I recently noticed a shift of the material making its way to the front page. Almost a quarter of the Top 30 submissions were “Ask YC” questions (aka Ask HN and Ask PG). Instead of posting an article from the web, members ask each other startup advice. This is why YC News is a step above other article submission sites. Digg, Reddit, Yahoo Buzz and Sphinn all have a dedicated community, but not the level of involvement and support that YC members provide.

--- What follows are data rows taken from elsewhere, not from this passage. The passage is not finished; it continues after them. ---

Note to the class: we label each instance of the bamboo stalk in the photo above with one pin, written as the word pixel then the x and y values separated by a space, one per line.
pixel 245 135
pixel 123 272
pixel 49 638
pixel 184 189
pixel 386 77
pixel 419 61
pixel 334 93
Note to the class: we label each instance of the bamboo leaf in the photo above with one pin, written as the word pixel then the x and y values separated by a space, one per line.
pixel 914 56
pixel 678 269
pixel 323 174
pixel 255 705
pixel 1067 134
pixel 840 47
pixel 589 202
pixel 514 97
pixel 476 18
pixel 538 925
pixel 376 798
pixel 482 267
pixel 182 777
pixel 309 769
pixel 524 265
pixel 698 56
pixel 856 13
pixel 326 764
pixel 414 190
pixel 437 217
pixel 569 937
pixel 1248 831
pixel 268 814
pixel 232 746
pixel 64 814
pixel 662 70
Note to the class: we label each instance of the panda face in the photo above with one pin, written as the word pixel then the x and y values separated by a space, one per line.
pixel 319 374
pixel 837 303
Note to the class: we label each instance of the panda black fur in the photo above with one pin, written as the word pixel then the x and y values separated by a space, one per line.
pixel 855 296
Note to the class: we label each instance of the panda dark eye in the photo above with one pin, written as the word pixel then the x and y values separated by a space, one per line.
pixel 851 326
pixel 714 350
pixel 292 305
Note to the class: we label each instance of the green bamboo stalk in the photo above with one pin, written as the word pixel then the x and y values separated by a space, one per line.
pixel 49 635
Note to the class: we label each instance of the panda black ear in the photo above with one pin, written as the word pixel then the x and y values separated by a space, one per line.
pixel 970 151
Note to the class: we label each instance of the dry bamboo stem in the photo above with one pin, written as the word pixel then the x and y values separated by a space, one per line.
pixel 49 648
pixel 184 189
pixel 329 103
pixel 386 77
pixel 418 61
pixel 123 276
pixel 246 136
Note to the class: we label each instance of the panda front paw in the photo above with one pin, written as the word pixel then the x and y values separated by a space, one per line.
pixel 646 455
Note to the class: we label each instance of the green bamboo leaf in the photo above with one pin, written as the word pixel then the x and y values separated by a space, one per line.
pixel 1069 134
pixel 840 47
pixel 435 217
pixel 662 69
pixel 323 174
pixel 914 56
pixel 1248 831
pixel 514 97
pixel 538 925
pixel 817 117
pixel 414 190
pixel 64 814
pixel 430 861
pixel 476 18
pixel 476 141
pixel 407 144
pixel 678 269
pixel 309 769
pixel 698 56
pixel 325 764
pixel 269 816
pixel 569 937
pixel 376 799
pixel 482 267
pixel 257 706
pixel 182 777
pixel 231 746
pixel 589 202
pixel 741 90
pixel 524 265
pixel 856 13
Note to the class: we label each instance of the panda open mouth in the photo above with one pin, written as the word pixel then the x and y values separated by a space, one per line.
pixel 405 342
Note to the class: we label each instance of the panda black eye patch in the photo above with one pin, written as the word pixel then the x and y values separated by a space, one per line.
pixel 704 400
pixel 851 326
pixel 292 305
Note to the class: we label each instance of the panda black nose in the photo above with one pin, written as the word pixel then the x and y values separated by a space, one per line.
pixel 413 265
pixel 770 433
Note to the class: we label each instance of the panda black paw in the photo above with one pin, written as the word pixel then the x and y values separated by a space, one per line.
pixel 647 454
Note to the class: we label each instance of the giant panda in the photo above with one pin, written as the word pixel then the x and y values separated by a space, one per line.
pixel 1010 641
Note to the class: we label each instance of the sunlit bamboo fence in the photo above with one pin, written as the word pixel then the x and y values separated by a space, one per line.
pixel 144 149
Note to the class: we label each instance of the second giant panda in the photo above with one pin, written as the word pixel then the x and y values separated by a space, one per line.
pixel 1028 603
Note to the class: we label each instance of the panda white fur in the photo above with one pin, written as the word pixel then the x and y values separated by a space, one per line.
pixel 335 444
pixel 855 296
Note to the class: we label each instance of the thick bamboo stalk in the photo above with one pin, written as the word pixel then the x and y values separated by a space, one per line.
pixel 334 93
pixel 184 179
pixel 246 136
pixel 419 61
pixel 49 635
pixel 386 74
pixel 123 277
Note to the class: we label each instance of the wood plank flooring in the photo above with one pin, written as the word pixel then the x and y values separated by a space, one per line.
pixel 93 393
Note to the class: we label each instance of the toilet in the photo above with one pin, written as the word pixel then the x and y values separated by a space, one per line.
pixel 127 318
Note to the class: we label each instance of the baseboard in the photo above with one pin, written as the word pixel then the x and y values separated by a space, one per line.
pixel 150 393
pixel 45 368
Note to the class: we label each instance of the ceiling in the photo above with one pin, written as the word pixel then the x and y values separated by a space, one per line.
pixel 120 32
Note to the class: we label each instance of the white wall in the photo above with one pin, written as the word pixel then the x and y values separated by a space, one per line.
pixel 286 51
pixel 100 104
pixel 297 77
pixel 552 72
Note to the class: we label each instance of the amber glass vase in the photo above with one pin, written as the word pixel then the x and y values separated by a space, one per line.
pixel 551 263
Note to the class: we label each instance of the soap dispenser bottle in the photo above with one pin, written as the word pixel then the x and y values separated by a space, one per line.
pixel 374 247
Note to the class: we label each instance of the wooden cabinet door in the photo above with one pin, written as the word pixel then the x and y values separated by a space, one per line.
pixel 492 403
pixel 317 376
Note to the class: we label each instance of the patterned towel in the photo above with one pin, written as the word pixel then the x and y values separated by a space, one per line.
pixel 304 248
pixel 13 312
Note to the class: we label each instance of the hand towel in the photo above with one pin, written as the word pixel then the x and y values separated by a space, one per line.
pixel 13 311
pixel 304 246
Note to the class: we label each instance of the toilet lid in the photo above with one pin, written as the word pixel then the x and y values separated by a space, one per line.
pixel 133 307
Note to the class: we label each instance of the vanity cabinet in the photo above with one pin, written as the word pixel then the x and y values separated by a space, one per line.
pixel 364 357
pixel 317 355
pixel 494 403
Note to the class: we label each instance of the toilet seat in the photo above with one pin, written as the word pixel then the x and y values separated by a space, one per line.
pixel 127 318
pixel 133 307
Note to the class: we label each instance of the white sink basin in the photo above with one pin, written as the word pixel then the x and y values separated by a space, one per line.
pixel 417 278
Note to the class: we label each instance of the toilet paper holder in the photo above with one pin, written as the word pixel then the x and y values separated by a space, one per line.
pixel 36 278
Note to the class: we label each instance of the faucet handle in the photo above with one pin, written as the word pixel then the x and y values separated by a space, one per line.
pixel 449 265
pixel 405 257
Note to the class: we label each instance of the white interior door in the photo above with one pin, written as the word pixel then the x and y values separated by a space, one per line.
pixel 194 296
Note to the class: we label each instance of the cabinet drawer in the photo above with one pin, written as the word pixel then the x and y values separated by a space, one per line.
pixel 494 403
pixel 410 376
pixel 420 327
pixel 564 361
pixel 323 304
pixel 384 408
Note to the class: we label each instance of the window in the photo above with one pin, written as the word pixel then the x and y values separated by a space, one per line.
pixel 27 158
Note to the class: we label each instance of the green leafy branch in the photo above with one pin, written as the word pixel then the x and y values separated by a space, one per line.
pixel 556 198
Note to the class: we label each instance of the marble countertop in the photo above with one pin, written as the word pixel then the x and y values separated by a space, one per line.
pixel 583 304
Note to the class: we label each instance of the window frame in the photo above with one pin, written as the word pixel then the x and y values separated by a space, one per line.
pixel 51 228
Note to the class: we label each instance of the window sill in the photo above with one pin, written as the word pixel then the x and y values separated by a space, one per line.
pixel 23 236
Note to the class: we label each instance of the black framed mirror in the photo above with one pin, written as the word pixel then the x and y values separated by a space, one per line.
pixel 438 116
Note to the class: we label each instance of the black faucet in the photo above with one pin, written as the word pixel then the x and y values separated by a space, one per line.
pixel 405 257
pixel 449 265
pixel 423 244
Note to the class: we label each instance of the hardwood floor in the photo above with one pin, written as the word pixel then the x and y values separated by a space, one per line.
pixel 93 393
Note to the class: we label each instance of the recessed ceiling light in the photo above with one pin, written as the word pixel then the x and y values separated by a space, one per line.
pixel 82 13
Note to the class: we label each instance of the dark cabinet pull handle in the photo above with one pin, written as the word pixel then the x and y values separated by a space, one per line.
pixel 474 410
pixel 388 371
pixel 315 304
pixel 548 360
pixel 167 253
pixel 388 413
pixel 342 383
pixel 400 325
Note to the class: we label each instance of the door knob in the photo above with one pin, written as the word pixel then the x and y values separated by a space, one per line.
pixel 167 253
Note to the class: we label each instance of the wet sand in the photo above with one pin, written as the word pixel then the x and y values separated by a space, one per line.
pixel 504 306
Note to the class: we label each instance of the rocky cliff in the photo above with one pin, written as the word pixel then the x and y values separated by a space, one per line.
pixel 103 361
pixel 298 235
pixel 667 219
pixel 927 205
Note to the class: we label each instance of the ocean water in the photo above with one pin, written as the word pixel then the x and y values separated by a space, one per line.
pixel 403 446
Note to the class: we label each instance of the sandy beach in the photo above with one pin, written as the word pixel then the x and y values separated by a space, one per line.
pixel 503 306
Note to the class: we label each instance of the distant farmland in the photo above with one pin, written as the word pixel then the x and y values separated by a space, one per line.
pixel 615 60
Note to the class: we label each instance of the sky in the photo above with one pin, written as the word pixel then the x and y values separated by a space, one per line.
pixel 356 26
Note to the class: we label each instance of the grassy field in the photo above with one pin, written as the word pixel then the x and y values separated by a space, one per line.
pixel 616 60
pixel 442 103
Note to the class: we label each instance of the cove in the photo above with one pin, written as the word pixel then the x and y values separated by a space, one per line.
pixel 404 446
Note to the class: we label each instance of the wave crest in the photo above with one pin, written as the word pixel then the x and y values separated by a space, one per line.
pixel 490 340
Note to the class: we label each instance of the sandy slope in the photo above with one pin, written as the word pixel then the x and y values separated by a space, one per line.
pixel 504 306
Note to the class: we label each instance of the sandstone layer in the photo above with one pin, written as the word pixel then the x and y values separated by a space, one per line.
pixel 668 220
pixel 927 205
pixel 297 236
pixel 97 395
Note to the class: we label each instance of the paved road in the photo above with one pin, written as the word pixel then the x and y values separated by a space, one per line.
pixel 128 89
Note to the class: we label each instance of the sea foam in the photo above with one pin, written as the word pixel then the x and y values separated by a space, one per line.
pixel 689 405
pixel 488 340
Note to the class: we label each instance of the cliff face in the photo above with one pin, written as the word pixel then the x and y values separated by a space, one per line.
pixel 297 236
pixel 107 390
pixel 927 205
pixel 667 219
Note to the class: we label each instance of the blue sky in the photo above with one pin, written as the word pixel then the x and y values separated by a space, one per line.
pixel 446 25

At a time when sites are doing whatever they can to grow, Paul Graham and the YC community make an effort to keep the population small and focused. This allows the material on the site to remain at such a high level instead of bogging it down with volume. That in it self is a lesson to every founder on the site. Volume instead of quality is a common objective that startups focus on that led them down the wrong path from the beginning.

I Was Wrong About Twitter

I have been against using twitter since its inception. The only basis for this was information overload. Do I really need another site to see what my friends are doing? Between MySpace, Facebook, personal blogs and countless IM services, I already know every move my friends make.

Last Friday one of the programmers at a startup I work at wanted to join twitter, and asked if I would join as well. I decided to do it and break my personal twitter ban. The first thing I noticed was many more people that I knew were using twitter than I thought. While only half of them were actually active, I was still stunned.

The other big surprise was the involvement from the general twitter community. Outside of your friends, which are the majority of those that follow you and that you follow, other people would respond to my updates. Twitter provides a window to view the most recent updates from everyone using the service. I catch myself reading the “Everyone” page on twitter, and while I have never responded to someone I don’t know, I have got a few responses to my updates. The community aspect is much stronger than I had anticipated. I figured I would only read and view my personal friends, which is why I saw no point in the first place.

I am completely against spam, completely. One has to contemplate the thought that thousands might be reading your updates at any one time, and if you happen to slip the occasional link or message about your startup, that couldn’t hurt. If that is all you use twitter for then that would be spam, which is a big no-no.

One application that has made twitter as usable is not offered on the web version. I have added an app to my iPhone called Twinkle. It is a combo of twitter and a location tool so you can read the twitters of those in an X mile radius of you. That is an interesting bonus on top of the fact that I actually update my twitter from my phone 90% of the time. Actually, I probably would have already given up on twitter if it wasn’t for the mobile accessibility.

April 08 PageRank Update

pagerank Google has updated PageRank over the last few days. I have seen increases on all the sites I work, including Startup Hustle which went from PR2 to PR3.

Remember that Toolbar PageRank is a dated version and Google does not disclose your current PageRank. The green bar you see is a few months behind. PageRank is not very important anymore when it comes to rankings but is fun to see the shifts.